Art Deco Homes in Washington DC Area

The term Art Deco evokes memories of a long-ago era of style and glamour, from film to other forms of popular culture. But this early 20th Century design movement has also had a more lasting architectural influence in Washington DC and the larger DC Metropolitan area.

When it comes to construction, the design principle is most commonly found in commercial or multiunit residential structures rather than detached single-family homes for sale. That certainly isn’t a hard-and-fast rule, as there are examples of Deco houses here and there. But the style with its geometric influences is more typically associated with old stores, hotels or apartment buildings that have more recently converted to condos for sale.

The Origins of Art Deco

Art Deco is commonly thought to have originated in France in the early 1920s, particularly through the International Exhibition of Modern Decorative and Industrial Arts in Paris, 1925. It wasn’t long before the clean, classic lines gained popularity. Hollywood set designers were especially keen on the look during the 1930s—Busby Berkeley musicals are a good example with their stark white ballrooms as well as incredible staircases arranged in striking symmetry as showcases for dancers

Movie theaters, storefronts and other buildings were prime recipients for a design movement that had certain common denominators, but that didn’t always adhere to the same rules. For instance, cubism and hard angles were present in many Deco designs while others favored sweeping curvilinear shapes. The sleeker Streamline Moderne offshoot is a good example of the latter.

 Where are Art Deco Buildings Found in DC?

Art Deco architecture can be found throughout the Washington Metropolitan area. However, there is a larger concentration within the District itself.

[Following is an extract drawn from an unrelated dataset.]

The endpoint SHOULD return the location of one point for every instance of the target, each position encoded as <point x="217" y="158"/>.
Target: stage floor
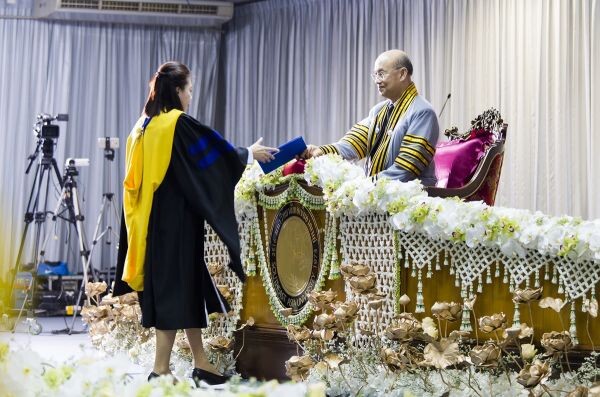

The Streamline Moderne offshoot mentioned above is nicely represented by the Cityline at Tenley. Originally an iconic Sears Roebuck store, the structure with its curved façade has now been redeveloped, perched on top of a Metro station, and featuring 204 luxury condos for sale plus ground-level retail.

Other interesting Deco condominium conversions include Capitol Vista, a classic 1921 building on Capitol Hill; the New Plaza in Logan Circle (built in 1937) and the fabulous Woodley Park Towers, built in 1929 and listed in James Goode’s Best Addresses.